A Yakima County Superior Court judge has ruled that a jail inmate’s constitutional rights were violated because recorded phone calls to his attorney were listened to by the county prosecutor’s office and a sheriff’s detective.
In his ruling Wednesday, Judge Douglas Federspiel granted Daniel Woolem’s motion to dismiss several felony drug and stolen property charges because his attorney-client privilege was violated.
Prosecuting Attorney Jim Hagarty didn’t return phone calls Wednesday afternoon seeking comment.
Woolem’s attorney, Ricardo Hernandez, said the ruling was unprecedented locally.
“This is huge,” he said.
Federspiel made his ruling after a special investigator — former Yakima County prosecuting attorney and retired U.S. Attorney Jeff Sullivan — was brought in to determine the facts of the case. The judge reached his conclusions based on Sullivan’s report and testimony given at a two-day hearing this week.
“Under the limited, unique and specific facts of this case based upon this record, it is the court’s opinion that of the available remedies, the only meaningful and appropriate remedy that addresses the violation of the defendant’s right to counsel is the dismissal of the pending charges against Mr. Woolem,” Federspiel wrote in his order dismissing the charges.
Officials disclosed last summer that there was eavesdropping on calls in May 2011 between Woolem and his attorney at the time, Tim Schoenrock. After the disclosure, Federspiel appointed Sullivan to investigate.

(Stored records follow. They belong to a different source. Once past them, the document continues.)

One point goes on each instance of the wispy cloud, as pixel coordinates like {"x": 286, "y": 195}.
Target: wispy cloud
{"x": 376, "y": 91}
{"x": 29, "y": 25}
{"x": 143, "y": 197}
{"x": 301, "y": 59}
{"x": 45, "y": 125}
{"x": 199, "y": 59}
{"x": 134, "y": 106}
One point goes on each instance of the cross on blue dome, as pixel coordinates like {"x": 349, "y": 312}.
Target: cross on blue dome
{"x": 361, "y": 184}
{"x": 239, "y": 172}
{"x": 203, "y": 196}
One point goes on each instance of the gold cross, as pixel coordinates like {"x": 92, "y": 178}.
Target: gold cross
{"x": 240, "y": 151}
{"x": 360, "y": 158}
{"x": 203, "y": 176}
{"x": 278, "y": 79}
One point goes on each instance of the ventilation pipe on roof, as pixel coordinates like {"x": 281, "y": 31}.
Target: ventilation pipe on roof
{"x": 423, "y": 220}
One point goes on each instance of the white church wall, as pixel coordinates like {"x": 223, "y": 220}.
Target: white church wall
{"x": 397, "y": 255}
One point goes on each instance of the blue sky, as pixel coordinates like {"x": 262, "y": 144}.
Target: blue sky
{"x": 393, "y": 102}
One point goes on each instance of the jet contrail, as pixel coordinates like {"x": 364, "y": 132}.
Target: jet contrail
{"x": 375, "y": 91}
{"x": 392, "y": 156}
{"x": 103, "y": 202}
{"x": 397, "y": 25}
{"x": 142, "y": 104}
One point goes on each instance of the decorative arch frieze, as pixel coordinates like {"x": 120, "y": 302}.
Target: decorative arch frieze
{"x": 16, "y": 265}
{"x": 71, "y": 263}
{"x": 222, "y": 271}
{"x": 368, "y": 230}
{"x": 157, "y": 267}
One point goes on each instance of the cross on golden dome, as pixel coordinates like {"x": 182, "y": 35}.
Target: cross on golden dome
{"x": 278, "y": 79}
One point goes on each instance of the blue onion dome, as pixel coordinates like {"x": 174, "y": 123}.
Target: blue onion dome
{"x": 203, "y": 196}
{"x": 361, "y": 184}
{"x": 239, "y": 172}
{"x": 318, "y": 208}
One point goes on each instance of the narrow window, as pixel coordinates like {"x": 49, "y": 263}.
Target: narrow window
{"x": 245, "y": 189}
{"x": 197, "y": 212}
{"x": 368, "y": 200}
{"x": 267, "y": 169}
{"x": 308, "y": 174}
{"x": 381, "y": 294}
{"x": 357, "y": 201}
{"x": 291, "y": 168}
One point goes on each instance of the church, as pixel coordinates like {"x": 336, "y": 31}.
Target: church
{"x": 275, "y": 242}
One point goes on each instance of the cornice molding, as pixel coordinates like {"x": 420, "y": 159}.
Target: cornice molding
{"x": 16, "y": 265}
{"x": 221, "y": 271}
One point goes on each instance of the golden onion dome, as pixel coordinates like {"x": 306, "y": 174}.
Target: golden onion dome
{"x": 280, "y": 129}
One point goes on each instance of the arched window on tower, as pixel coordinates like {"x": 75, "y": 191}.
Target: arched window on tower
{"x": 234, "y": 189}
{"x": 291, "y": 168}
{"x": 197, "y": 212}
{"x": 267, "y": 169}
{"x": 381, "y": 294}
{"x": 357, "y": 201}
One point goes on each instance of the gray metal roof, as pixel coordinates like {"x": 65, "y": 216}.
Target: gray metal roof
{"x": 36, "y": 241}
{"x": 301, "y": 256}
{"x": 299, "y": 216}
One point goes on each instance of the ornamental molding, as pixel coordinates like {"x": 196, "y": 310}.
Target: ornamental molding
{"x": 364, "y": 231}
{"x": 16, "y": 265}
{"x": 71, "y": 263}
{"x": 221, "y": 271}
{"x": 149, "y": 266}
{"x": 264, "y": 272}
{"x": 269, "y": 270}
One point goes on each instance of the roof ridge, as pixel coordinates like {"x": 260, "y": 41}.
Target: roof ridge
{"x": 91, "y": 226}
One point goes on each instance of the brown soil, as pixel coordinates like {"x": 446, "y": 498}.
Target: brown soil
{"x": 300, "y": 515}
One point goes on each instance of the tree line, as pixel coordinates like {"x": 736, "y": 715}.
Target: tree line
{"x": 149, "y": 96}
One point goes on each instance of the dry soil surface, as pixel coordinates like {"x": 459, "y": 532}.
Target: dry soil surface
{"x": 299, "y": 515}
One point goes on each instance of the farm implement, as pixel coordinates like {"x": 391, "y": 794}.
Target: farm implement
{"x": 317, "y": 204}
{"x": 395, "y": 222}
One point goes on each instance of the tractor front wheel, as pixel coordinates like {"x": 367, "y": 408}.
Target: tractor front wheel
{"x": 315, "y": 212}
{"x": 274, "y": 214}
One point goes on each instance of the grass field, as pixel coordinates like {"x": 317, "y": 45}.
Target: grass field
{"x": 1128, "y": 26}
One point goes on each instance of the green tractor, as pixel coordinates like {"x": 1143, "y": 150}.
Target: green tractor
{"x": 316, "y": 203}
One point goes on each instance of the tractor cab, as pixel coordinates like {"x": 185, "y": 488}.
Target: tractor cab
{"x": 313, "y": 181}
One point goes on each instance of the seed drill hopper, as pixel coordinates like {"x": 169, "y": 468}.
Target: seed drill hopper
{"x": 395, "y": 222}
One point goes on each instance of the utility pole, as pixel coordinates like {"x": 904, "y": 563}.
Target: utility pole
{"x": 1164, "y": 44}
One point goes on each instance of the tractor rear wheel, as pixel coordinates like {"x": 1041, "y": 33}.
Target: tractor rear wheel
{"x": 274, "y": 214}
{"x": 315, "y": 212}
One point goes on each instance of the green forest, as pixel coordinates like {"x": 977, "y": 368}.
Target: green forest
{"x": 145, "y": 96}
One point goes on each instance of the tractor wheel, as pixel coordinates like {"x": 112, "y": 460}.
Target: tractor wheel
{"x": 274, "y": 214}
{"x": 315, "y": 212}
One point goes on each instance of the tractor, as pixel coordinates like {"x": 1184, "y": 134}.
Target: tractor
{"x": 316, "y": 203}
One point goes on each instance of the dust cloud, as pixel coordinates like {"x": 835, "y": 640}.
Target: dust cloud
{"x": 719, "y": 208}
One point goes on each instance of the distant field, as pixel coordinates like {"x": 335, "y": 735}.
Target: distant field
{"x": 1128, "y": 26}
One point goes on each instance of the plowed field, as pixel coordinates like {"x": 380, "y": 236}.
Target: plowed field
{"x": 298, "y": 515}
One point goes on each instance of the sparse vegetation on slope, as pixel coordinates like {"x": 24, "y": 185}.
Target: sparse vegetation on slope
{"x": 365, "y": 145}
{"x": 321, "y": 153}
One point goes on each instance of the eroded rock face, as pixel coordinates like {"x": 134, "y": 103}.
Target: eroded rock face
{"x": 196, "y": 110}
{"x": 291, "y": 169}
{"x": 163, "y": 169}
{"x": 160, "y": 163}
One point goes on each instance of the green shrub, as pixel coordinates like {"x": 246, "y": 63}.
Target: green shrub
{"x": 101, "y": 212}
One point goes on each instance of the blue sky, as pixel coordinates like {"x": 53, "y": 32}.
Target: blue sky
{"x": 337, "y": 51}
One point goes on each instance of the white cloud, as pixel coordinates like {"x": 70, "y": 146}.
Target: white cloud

It was the second time that an investigation was launched into eavesdropping of calls between an inmate and his attorney. The first case involved Kevin Harper, the prime suspect in the February 2011 Goggin family triple homicide. That investigation was called off after Harper reached a deal with prosecutors to plead guilty to lesser charges and have homicide charges dropped.
The county jail has a phone system that can record all telephone calls involving inmates, and they are warned that their calls are recorded. However, a jail official testified that inmates are also told that calls with their attorneys will not be recorded. Inmates are informed of that exemption verbally and in writing.
The Department of Corrections maintains a list of attorneys and phone numbers that are blocked from recordings. However, evidence in Woolem’s case revealed no effort by the department to inform lawyers of the recording system. Rather, “The evidence on this record established only that the information was unwritten and disseminated by local counsel through word of mouth,” Federspiel wrote.
Those authorized to listen to recordings are issued computer user names and passwords for access, and that information is not to be shared. The Department of Corrections says that “individuals receiving user names and passwords were not to share (them) with any other employee of Yakima County or any other governmental agency,” Federspiel wrote.
If a recorded call between an inmate and attorney is listened to, the department requires that the eavesdropping be stopped as soon as those authorized to listen realize an attorney is on the line.
The phone calls between Woolem and Schoenrock were made at a time that prosecutors were becoming increasingly concerned about the attorney’s failure to show up for court dates and an appearance that he was “under the influence of drugs when he did appear,” the judge wrote.
A recording of the first call in question, from May 3, 2011, was listened to that same day by Detective Robert Tucker. Tucker said he stopped listening as soon as he realized an attorney was involved, and he said he reported the eavesdropping to the prosecutor’s office.
“However, a transcript provided by Special Master Sullivan indicates that the access went well beyond what should have been the first indication that the conversation was an attorney-client communication,” Federspiel wrote.
The other two calls, on May 7 and May 9, 2011, were accessed in September of that year by someone using Hagarty’s user name and password. Hagarty said he did not listen to the recordings, and that he may have authorized someone in his office to use his user name and password. Neither Sullivan nor Hagarty was able to determine who accessed the calls, and no one stepped forward to admit they had done so, Federspiel wrote.
Hernandez, Woolem’s current attorney, said: “Basically, there was a severe breakdown in the security system. There should have been someone to take responsibility for those calls and there wasn’t.”
Federspiel’s ruling noted that the last two calls were accessed on the same day — Sept. 30 — that Schoenrock was arrested for driving with a suspended license and taken into custody. Later, he was charged with possession of stolen property.
Hernandez said he saw a direct correlation between those calls and incidents surrounding Schoenrock’s investigation and arrest.
“All these little investigations of Schoenrock were going around at the time of these calls,” Hernandez said.
Since the Woolem phone calls came to light, the Corrections Department revoked automatic access to recordings by the sheriff’s office and Yakima police, requiring both agencies to have requests for access screened by county prosecutors. Also, Federspiel noted, the prosecutor’s office has changed its internal policies regarding user names and access to the inmate phone system.
The judge wrote that prosecutors asked him to infer that “access was accidental.” However, Federspiel concluded based on evidence and the credibility of witnesses under oath “that the access was an intentional, deliberate and purposeful access to the conversations between Mr. Schoenrock and Mr. Woolem.”